Padahal orang-orang hidup berjejer di sepanjang aliran Sungai Mrawan yang tak jarang dihuni ikan wader dan nila berukuran besar.
Sejak itu, aku tak lagi banyak bertanya soal Bapak. Pun begitu dengan Mamak yang tak lagi mengungkit soal suaminya.
Bagi kami, hidup berdua dengan keadaan melarat begini, akan lebih baik jika difokuskan mencari nafkah saja daripada meributkan suatu kehilangan yang tak jelas ujung rimbanya.
Bukan apa-apa. Dari pengalaman orang kampung yang merantau ke Malaysia, hanya ada dua kemungkinan yang bakal terjadi. Pulang atau menghilang.
Dan kami, menganggap Bapak telah menghilang sebagaimana orang-orang di kampung yang tak kunjung datang meski telah merantau dua puluh tahun lamanya.
Hanya saja, berita yang disampaikan Yu Jum benar-benar menguras pikiran. Mamak tak lagi fokus. Nanak nasi saja sampai hangus. Aku saja masih meragukan kabar Yu Jum.
“Kau tahu siapa Lek Dullah? Dia perekrut tenaga kerja yang akan menyeberang ke Malaysia,” kata Mamak.
Aku manggut-manggut mengiyakan. Soal Lek Dullah, di sudut mana warga tinggal di kampung ini, pasti mengenal sepak terjangnya. Namanya masyhur dan bersanding dengan nama kepala desa.
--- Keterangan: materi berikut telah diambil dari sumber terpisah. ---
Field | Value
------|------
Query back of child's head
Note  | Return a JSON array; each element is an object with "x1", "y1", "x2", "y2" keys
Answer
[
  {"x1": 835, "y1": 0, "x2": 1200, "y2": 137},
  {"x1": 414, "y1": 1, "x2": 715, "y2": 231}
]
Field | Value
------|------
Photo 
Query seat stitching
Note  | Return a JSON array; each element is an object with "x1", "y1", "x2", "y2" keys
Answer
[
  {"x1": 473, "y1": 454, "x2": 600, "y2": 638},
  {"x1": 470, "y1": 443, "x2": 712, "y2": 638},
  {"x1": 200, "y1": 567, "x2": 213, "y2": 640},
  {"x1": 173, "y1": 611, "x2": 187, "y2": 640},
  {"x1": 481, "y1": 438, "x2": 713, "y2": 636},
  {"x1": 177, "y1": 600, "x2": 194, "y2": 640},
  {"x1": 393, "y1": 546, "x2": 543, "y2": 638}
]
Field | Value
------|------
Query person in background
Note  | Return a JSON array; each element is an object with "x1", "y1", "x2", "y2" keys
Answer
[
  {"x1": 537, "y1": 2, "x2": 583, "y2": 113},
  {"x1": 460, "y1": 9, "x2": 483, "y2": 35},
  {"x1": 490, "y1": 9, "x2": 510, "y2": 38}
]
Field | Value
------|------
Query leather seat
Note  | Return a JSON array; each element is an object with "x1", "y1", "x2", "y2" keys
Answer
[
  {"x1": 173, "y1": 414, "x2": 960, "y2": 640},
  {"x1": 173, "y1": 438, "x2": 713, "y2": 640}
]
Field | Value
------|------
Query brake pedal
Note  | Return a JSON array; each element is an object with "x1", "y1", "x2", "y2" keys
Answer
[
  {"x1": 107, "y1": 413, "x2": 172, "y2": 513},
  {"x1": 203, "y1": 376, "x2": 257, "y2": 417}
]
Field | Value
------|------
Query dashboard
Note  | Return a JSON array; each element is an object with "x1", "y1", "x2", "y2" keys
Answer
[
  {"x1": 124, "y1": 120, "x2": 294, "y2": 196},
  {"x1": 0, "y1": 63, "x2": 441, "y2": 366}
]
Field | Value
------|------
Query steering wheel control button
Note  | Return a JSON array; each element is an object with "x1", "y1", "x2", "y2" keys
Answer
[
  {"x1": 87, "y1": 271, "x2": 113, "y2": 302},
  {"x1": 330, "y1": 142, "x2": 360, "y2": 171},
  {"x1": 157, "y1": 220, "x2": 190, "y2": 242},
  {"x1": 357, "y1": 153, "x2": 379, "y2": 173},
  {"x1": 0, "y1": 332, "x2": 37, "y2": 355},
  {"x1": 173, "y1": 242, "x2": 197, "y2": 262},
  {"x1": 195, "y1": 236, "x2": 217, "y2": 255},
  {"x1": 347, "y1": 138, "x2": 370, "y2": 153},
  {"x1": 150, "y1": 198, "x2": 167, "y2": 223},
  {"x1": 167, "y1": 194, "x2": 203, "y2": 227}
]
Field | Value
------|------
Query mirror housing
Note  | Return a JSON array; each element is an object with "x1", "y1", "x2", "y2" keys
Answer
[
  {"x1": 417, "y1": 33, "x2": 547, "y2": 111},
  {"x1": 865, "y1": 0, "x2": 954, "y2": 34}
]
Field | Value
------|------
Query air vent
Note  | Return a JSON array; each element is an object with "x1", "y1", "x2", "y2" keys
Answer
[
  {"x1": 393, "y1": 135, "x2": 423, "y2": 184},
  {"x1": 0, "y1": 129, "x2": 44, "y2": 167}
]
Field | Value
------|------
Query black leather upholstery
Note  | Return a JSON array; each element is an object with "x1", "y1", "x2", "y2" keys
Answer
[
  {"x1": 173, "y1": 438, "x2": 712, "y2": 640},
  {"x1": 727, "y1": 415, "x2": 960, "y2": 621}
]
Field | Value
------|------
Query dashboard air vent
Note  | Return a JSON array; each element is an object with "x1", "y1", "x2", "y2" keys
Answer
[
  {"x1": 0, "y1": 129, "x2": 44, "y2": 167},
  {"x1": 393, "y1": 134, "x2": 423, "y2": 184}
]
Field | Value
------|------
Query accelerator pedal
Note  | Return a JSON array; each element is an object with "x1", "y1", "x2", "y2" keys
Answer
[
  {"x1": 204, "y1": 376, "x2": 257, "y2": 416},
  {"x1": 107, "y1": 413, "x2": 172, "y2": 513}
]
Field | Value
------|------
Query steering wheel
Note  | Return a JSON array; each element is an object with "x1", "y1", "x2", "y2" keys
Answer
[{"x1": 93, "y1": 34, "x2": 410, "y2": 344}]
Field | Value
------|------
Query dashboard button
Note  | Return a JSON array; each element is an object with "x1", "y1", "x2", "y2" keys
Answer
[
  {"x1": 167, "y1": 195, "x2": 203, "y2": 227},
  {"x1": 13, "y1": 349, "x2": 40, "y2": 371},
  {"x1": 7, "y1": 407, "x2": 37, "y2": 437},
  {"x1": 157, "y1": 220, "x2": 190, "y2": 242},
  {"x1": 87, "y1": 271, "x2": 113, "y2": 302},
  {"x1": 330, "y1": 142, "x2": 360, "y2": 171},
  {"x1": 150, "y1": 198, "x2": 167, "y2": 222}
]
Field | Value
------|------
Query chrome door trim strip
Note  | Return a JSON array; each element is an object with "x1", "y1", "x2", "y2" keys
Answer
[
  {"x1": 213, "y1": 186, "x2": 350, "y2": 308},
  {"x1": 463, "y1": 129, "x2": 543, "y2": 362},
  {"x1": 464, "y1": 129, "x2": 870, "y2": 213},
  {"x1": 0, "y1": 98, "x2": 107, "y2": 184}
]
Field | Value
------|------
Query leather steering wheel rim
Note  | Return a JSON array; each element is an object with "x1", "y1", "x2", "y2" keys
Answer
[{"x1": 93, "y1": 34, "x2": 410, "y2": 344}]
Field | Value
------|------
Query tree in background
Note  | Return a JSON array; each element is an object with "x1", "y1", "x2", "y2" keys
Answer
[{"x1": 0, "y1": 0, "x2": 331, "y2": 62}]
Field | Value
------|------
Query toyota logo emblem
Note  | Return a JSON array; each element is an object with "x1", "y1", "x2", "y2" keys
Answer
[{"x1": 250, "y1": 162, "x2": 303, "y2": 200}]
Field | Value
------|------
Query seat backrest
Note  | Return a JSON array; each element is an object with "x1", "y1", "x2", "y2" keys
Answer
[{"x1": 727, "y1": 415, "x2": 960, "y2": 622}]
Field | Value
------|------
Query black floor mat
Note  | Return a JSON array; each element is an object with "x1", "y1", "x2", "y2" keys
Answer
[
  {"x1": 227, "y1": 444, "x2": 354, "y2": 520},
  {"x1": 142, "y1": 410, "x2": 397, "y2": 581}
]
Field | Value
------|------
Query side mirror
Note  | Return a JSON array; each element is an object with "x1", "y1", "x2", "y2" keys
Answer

Barang siapa merasa kekurangan uang, jangankan siang, tengah malam pun Lek Dullah akan membuka pintu lebar-lebar meminjamkan. Hanya saja, bunga yang disertakan sama persis seperti bunga di bank. Tapi orang-orang tak keberatan.
“Kau temui Yu Jum. Barangkali ia lupa mengantarkan ikan wader dan nila.”
Sebelum menyetujui perintah Mamak, aku sempat menatapnya lekat-lekat. Barangkali dari kedua bola matanya aku menemukan jawaban, seberapa besar keinginannya bertemu dengan Bapak.